O Fim do Mundo

Uma amiga desafiou-me a pensar o que seria para mim o fim do mundo e imediatamente comecei a tentar definir: estaríamos a falar de um momento? de um lugar? de um acontecimento ou situação? O que é que era suposto representar o fim do mundo?

Curiosamente, nenhum dos conceitos que me passavam pela cabeça estava imediata ou literalmente relacionados com finais ou términos. Entre as minhas ideias estiveram presentes a imagem de uma escada em caracól infinita, uma aldeia abandonada, uma rua deserta, um cemitério, a cegueira de alguém, o som de uma forte queda de água, um sentimento de vazio, de perda. Conceitos tão negativos e escuros.

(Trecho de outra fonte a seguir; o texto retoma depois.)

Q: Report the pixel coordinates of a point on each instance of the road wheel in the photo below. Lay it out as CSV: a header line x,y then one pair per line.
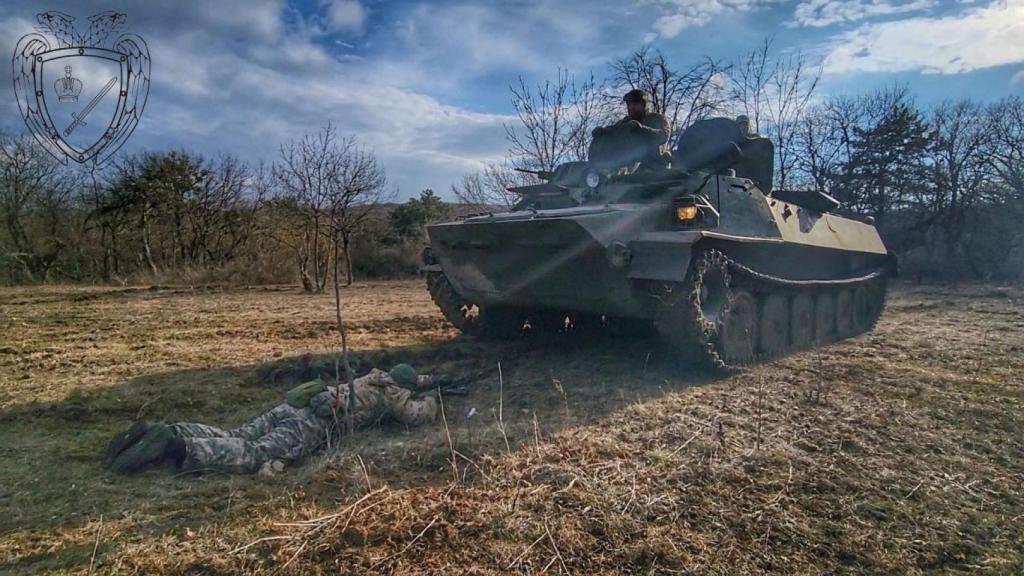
x,y
501,323
802,321
844,314
824,318
774,324
462,314
738,329
689,313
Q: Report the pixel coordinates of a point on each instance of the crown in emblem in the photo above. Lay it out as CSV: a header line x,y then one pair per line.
x,y
68,88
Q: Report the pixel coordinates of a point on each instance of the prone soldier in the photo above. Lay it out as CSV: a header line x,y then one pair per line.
x,y
287,434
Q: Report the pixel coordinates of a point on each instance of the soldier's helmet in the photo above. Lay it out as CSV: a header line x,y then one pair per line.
x,y
403,374
635,95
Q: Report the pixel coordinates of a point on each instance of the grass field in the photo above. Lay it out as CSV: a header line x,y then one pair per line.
x,y
897,452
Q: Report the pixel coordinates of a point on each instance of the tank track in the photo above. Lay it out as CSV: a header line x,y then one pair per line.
x,y
489,323
719,318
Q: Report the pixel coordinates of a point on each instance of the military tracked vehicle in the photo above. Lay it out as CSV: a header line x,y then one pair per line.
x,y
726,269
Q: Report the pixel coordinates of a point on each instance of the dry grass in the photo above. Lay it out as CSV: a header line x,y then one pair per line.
x,y
901,451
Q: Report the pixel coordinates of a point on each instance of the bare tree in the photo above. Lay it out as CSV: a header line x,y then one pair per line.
x,y
681,95
34,194
334,184
556,121
774,92
489,188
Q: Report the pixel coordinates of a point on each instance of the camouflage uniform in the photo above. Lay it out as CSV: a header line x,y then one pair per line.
x,y
636,141
653,130
288,434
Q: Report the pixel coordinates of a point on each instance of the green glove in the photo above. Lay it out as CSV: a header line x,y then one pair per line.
x,y
300,396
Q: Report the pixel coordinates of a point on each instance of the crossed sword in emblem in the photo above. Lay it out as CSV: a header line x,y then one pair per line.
x,y
80,118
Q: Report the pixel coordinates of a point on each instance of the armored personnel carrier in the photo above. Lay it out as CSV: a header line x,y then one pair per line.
x,y
728,271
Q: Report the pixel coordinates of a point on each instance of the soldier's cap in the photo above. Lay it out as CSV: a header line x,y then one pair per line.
x,y
635,95
403,374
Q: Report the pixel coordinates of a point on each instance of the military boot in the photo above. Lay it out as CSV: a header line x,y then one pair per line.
x,y
151,449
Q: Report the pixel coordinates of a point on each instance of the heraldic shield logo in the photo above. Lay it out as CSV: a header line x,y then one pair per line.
x,y
81,93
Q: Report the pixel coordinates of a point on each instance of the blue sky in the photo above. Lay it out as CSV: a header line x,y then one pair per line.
x,y
425,84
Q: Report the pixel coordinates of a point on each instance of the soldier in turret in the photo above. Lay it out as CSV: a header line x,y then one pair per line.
x,y
648,128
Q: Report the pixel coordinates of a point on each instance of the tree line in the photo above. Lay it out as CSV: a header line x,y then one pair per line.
x,y
944,183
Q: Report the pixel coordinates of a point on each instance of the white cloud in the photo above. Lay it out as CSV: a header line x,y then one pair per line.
x,y
245,86
680,14
982,37
819,13
346,15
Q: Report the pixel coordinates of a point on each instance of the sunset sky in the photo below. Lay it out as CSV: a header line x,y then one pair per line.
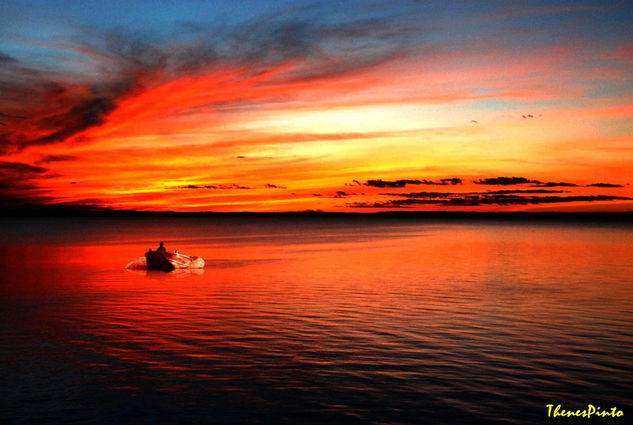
x,y
354,106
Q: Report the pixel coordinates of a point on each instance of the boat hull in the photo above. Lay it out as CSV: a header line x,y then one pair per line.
x,y
168,261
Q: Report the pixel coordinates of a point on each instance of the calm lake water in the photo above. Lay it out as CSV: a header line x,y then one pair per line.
x,y
312,321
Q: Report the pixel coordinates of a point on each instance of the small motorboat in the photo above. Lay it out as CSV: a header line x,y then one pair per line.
x,y
168,261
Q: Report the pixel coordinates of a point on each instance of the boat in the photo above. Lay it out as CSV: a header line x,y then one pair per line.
x,y
168,261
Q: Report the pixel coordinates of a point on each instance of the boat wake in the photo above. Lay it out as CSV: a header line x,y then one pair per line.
x,y
139,264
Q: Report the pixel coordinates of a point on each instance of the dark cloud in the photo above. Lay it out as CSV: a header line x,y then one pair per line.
x,y
55,107
404,182
475,200
604,185
505,181
387,183
56,158
341,194
506,192
18,184
214,186
554,184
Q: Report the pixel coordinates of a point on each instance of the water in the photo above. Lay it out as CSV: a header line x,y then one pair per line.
x,y
314,321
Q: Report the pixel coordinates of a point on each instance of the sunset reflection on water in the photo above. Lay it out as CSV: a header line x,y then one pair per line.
x,y
314,321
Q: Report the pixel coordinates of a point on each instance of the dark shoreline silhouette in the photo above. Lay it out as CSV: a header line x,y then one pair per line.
x,y
72,212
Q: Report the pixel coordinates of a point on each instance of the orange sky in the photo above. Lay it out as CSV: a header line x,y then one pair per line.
x,y
312,130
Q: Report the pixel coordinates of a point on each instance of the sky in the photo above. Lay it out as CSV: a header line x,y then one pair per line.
x,y
349,106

Então decidi aprofundar este conceito. O que é o fim do mundo para mim pessoalmente?
Não penso imediatamente em destruição, mas antes em vazio ou ausência: ausência de cor, de vida, de sentimento, de Amor.
O fim do mundo para mim é quando as pessoas passam sem se verem ou tocarem.
O fim do mundo para mim é quando alguém vira o rosto à misericórdia.
O fim do mundo para mim é quando alguém chora por dentro sem ser ouvido.
O fim do mundo para mim é quando as pessoas sofrem sózinhas.
O fim do mundo para mim é solidão, o isolamento e o individualismo humanos, é a incapacidade e a fuga de ser intímo e vulnerável. É a rejeição do que nos torna humanos: o amor e a misericórdia.
O fim do mundo é quando perdemos a fé nos outros e em nós mesmos. O fim do mundo é viver sem fé ou esperança ou amor.
O fim do mundo para mim é caminhar sózinho numa estrada, é caminhar sem Deus.